In Aiden’s playful style, this dish encourages experimentation—switch up the toppings, add your favorite veggies, or even make mini pizzas for a build-your-own dinner experience. It’s perfect for family meals, casual get-togethers, or a solo night of indulgence without the guilt.
Why You’ll Love This Recipe
- Low-Carb Goodness: The cauliflower crust is keto-friendly and packed with nutrients.
- Bursting with Flavor: A vibrant vegan pesto ties the toppings together for a zesty finish.
- Fun and Flexible: Customize the toppings to suit your cravings or clean out your veggie drawer!
Cauliflower Pizza with Veggies and Vegan Pesto
Pizza night just got a healthy, low-carb upgrade! This Cauliflower Pizza swaps the traditional dough for a cheesy, veggie-packed cauliflower crust that’s crispy on the outside and tender in the middle. Topped with vibrant vegetables and a creamy, dairy-free pesto, it’s a flavorful and creative take on a classic.
Ingredients
For the Cauliflower Crust:
- 1 medium cauliflower head (grated (or 3 cups pre-riced cauliflower))
- 2 large eggs
- 1 cup 100g shredded mozzarella cheese (or vegan cheese for dairy-free)
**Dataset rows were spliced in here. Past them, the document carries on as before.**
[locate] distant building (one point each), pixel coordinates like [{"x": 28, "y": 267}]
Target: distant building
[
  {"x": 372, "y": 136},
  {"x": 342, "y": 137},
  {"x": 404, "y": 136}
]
- ¼ cup 25g grated Parmesan cheese (optional)
- 1 tsp garlic powder
- ½ tsp salt
For the Vegan Pesto:
- 1 cup 25g fresh basil leaves
- ¼ cup 30g pine nuts or walnuts
- 2 tbsp nutritional yeast
- 2 cloves garlic
- ¼ cup 60ml olive oil
- Juice of ½ lemon
- Salt and pepper (to taste)
For the Toppings:
- 1 zucchini (thinly sliced)
- ½ red onion (thinly sliced)
- 1 cup 150g cherry tomatoes, halved
- ½ bell pepper (thinly sliced)
- Fresh arugula for garnish
Instructions
Step 1: Prepare the Cauliflower Crust
- Preheat your oven to 400°F (200°C). Line a baking sheet or pizza stone with parchment paper.
- Microwave the grated cauliflower for 5 minutes, then let cool slightly. Place the cooked cauliflower in a clean kitchen towel and squeeze out as much liquid as possible.
- In a large bowl, mix the cauliflower with eggs, mozzarella, Parmesan (if using), garlic powder, and salt until well combined.
- Spread the mixture onto the prepared baking sheet, forming a thin, even crust. Bake for 20 minutes, or until golden and firm.
Step 2: Make the Vegan Pesto
- In a food processor, blend the basil, pine nuts, nutritional yeast, garlic, and lemon juice until finely chopped.
- With the motor running, slowly drizzle in the olive oil until the pesto is smooth and creamy. Season with salt and pepper to taste.
Step 3: Assemble and Bake the Pizza
- Spread a generous layer of vegan pesto over the baked crust.
- Arrange the zucchini, red onion, cherry tomatoes, and bell pepper evenly on top.
- Return the pizza to the oven and bake for an additional 10 minutes, or until the vegetables are slightly roasted.
Step 4: Garnish and Serve
- Top the pizza with fresh arugula before serving.
- Slice and enjoy immediately!
Notes
Pro Tips for Success
- Get the Crust Right: Squeezing out the cauliflower liquid is essential for a firm, crispy crust.
- Use a Pizza Stone: For an even crispier base, bake the crust on a preheated pizza stone.
- Double the Pesto: Make extra pesto to use as a dipping sauce or salad dressing!
Variations to Try
- Spicy Lovers: Add jalapeños or crushed red pepper flakes for some heat.
- Protein Boost: Top with grilled chicken, shrimp, or tofu.
- Mediterranean Twist: Add olives, sun-dried tomatoes, and crumbled feta.